On Monday, Olmert’s government issued bids to build 700 homes in major settlements in the West Bank — its largest settlement construction project since taking office in May.

The Palestinians claim all of the West Bank, which Israel captured in the 1967 Mideast war, as part of a future state. Erekat said the planned expansion of Maaleh Adumim and Betar Illit undermined efforts to revive peacemaking.

Olmert’s appearance before the committee was his first since the Lebanon war ended three weeks ago, and he used the occasion to deliver a harsh warning to Syria, a patron of Hizbollah and Palestinian fighters. If forced into war with Syria, Israel will strike more harshly than it did in Lebanon, the participant quoted him as saying.

Israel went to great lengths to keep Syria out of the conflict in Lebanon, apparently to avoid opening another front.

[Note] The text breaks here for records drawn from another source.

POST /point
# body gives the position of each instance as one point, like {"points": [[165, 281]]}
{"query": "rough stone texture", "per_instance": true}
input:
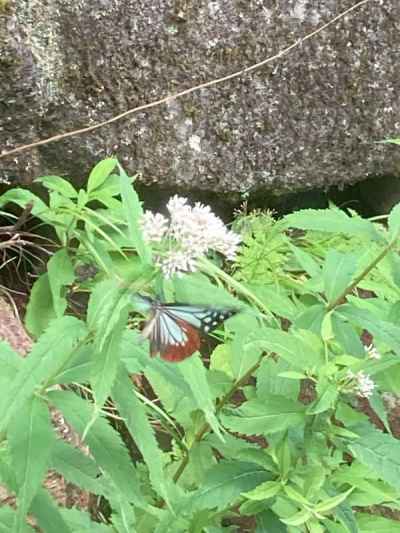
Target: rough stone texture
{"points": [[307, 120]]}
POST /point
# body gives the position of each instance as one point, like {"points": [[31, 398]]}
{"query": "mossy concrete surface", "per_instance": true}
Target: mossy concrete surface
{"points": [[306, 121]]}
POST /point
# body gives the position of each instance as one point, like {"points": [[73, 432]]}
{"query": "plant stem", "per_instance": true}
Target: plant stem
{"points": [[206, 426], [364, 273]]}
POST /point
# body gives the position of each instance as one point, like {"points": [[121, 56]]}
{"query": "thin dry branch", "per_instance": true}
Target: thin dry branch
{"points": [[172, 97]]}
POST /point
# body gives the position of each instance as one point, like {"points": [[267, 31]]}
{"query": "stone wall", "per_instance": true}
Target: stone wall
{"points": [[308, 120]]}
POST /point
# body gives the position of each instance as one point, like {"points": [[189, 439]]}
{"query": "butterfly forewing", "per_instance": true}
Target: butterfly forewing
{"points": [[173, 329]]}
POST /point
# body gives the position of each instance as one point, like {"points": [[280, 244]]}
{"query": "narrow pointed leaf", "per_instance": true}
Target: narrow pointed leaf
{"points": [[134, 414], [133, 212], [257, 417], [194, 373], [31, 438], [61, 274], [100, 173], [48, 357], [338, 273], [104, 443]]}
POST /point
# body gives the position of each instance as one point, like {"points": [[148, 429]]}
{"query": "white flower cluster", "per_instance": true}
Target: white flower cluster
{"points": [[191, 231], [363, 384]]}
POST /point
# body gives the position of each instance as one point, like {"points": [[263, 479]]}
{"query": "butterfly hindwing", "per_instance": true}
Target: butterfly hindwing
{"points": [[174, 329]]}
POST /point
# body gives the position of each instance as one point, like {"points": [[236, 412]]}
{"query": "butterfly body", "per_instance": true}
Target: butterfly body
{"points": [[174, 329]]}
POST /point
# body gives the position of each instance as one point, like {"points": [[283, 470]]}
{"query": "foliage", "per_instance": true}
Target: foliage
{"points": [[268, 425]]}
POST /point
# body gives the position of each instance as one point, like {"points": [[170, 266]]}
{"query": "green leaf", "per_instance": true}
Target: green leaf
{"points": [[55, 183], [298, 519], [268, 522], [368, 523], [107, 305], [197, 289], [100, 173], [47, 513], [380, 452], [326, 398], [10, 363], [257, 417], [7, 518], [346, 335], [22, 197], [332, 220], [61, 273], [31, 438], [381, 329], [301, 349], [338, 273], [194, 373], [105, 362], [306, 261], [40, 310], [266, 490], [47, 358], [394, 221], [311, 319], [77, 468], [225, 482], [134, 414], [133, 213], [80, 522], [330, 503], [104, 443]]}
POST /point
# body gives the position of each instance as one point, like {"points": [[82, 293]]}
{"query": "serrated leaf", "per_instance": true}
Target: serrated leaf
{"points": [[134, 414], [48, 514], [77, 468], [107, 307], [40, 310], [265, 490], [381, 329], [56, 183], [7, 518], [326, 399], [31, 438], [100, 173], [105, 362], [194, 374], [133, 213], [268, 522], [46, 359], [104, 443], [338, 272], [81, 522], [296, 347], [331, 220], [61, 273], [306, 261], [330, 503], [225, 482], [346, 335], [297, 519], [257, 417], [23, 197], [311, 319], [380, 452]]}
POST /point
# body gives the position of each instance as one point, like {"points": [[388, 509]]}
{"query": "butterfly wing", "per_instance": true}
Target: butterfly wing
{"points": [[174, 329], [172, 338]]}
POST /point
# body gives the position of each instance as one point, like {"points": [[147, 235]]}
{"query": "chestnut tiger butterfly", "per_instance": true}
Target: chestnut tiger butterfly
{"points": [[174, 329]]}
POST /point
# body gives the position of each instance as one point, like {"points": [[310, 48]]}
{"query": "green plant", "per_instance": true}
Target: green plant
{"points": [[268, 428]]}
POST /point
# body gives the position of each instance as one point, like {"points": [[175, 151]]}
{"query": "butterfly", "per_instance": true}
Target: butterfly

Olmert also reiterated his opposition to new talks with Syria, meeting participants said.

More than 850 Lebanese were killed during the fighting, most of them civilians. The battles also left 159 Israelis dead, including 39 civilians hit by Hizbollah rockets in Israel’s northern cities.

Three weeks after a cease-fire ended the war, Israel has a special legal team preparing to provide protection for government officials and army officers who could face related war crimes charges abroad.

There have been unsuccessful efforts in Europe in the past to try Israeli politicians and army officers on war crimes charges over other conflicts.

Amnesty International recently accused Israel of war crimes in the Lebanese war, but Israel has said all of its actions were legal, accusing Hizbollah of hiding among civilians in Lebanon and deliberately targeting Israeli civilians in rocket attacks.

Meanwhile, a Palestinian businessman who serves in the Hamas-led Cabinet retracted his resignation on Monday.

Communications Minister Jamal Khodari, an independent who had Hamas support, resigned Sunday, but Prime Minister Ismail Haniyeh met him and told him the Cabinet would reject his resignation.

Khodari said he was stepping down to promote formation of a national unity government, but his intentions were misunderstood, and so he decided to accept Haniyeh’s request to remain in office, he said in a statement on Monday.